It started after i woke up…

Parked in a dimly lit garage in the middle of the San Francisco around 7pm, I sat in the driver’s seat, seat belt still on, texting two different male acquaintances who had expressed sexual interest in me.

September 6, 2011: Young, promoted and disembodied

September 6, 2011: Young, promoted and disembodied

“What are you up to tonight?” The resounding emptiness in me that craved to be filled felt like it was growing deeper as I checked my phone every few minutes for a response. After some time of getting immersed in social media, I receive a reply back: an invitation from one man to come over to his house for dinner not too far away. I drove over immediately, although more apathetically than intentionally. 

That night, I ended up drinking five glasses of wine too many and giving my body to the man beyond my heart’s desire and conscious consent.

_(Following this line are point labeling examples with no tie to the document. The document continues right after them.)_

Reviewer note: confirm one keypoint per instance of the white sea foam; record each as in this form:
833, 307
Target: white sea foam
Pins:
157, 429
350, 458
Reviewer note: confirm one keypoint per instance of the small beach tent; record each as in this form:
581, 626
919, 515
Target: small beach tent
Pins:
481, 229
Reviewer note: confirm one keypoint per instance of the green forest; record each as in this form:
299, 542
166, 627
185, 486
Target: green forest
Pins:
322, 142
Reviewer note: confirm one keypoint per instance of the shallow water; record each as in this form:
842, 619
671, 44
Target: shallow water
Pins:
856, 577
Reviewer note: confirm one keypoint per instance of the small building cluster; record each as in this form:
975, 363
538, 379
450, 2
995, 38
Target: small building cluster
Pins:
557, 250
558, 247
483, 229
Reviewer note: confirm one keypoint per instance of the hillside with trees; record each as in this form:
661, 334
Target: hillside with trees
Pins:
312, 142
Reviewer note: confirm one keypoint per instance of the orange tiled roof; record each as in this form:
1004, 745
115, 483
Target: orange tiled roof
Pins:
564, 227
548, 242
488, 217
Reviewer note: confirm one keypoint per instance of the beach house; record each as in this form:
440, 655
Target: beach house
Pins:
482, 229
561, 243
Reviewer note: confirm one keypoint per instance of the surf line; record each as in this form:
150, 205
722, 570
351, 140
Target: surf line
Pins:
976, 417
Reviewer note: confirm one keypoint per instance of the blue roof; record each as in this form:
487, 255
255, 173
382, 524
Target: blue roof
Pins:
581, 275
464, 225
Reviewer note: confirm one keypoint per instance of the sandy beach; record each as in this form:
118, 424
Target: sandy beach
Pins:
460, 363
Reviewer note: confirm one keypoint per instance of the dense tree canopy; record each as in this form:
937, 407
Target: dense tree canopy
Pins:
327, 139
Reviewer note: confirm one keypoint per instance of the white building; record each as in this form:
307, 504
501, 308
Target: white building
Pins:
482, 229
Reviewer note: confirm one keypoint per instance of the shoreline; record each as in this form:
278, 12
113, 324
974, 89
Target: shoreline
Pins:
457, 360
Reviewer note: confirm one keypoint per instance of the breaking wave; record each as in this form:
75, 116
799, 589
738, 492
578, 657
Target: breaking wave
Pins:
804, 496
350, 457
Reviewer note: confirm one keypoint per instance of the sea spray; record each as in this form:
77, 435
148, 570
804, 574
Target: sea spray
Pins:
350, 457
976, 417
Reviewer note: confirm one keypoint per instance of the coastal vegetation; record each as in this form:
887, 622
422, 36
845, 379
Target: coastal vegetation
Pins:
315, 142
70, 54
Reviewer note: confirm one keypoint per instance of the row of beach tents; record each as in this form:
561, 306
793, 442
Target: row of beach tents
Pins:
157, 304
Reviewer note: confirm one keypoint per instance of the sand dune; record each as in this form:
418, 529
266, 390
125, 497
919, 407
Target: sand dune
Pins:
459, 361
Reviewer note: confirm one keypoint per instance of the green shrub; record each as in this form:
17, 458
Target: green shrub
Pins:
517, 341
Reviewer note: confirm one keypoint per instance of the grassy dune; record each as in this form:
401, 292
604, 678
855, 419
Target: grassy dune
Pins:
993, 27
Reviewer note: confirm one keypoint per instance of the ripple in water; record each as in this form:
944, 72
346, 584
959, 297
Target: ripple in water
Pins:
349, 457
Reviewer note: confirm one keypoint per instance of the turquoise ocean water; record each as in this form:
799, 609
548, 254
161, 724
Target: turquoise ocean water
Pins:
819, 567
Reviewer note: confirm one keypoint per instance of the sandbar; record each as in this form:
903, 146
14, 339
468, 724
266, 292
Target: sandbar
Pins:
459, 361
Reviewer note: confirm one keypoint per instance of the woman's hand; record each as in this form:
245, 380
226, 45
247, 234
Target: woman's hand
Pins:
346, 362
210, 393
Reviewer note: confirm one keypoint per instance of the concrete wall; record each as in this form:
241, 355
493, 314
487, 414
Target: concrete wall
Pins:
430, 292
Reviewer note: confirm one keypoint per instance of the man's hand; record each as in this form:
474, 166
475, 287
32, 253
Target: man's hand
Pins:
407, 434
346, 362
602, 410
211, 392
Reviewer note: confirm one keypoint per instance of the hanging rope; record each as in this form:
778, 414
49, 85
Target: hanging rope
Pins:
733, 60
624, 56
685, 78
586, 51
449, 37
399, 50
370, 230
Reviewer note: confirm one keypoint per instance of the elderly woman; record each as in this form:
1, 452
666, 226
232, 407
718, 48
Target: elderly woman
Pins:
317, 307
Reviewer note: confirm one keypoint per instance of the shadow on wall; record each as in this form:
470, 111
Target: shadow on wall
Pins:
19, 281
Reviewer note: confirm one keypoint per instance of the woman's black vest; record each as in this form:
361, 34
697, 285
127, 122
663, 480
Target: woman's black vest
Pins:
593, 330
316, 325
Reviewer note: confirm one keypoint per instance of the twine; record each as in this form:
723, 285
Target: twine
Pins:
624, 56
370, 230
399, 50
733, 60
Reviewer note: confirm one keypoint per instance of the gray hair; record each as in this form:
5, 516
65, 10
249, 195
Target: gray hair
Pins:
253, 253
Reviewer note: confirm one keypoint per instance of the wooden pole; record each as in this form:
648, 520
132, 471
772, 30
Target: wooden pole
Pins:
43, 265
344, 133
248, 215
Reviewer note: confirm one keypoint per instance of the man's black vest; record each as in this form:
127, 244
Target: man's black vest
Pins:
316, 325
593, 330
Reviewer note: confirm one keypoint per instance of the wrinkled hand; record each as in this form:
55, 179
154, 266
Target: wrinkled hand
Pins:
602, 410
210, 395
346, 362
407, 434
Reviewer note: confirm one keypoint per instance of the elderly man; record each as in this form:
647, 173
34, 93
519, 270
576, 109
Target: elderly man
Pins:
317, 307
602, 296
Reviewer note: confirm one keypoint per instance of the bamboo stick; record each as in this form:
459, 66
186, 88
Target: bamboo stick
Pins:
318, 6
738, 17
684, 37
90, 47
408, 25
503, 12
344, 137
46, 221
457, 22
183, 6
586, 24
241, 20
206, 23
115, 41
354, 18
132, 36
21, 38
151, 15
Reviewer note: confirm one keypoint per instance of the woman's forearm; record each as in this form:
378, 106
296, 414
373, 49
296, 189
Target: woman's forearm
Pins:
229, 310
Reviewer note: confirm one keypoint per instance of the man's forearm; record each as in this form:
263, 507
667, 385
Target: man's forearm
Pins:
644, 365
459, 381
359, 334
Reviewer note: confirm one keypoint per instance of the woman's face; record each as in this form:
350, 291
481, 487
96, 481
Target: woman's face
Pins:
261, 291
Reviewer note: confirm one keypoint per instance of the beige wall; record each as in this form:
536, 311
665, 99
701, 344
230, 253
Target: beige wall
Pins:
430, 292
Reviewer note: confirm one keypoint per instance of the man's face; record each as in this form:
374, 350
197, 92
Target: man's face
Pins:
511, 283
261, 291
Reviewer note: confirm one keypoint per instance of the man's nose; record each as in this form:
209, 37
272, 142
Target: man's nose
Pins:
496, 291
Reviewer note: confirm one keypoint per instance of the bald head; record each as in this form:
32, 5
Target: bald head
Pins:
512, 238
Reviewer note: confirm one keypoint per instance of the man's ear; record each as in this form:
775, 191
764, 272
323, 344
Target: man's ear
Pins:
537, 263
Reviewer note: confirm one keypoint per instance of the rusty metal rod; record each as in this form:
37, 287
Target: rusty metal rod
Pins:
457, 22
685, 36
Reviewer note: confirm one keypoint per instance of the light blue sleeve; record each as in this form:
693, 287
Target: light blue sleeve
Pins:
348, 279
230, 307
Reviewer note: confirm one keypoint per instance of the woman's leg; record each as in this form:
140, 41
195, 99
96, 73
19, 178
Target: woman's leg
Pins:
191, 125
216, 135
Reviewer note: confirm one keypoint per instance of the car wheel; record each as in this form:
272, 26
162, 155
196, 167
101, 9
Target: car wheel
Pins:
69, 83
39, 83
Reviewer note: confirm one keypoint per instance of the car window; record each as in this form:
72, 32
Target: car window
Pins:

As I left his apartment in the morning, I was dissociated from my body which held a gaping hole meant to hold my soul.


Despite my loneliness and disconnection, I was able to distract myself
.

On paper, I was an ambitious, busy and beautiful social butterfly living the dream, earning a six-figure salary, collecting stock options, saving for retirement, and dating eligible bachelors with city pads.

Two days after my disembodying sexual encounter, I had a fully booked day of hot yoga at 5am, a full day at the office, then an hour-long drive to an evening celebration for my part-time job. That night, after receiving and celebrating a promotion to a senior position on my part-time team, I began the drive back home just past midnight.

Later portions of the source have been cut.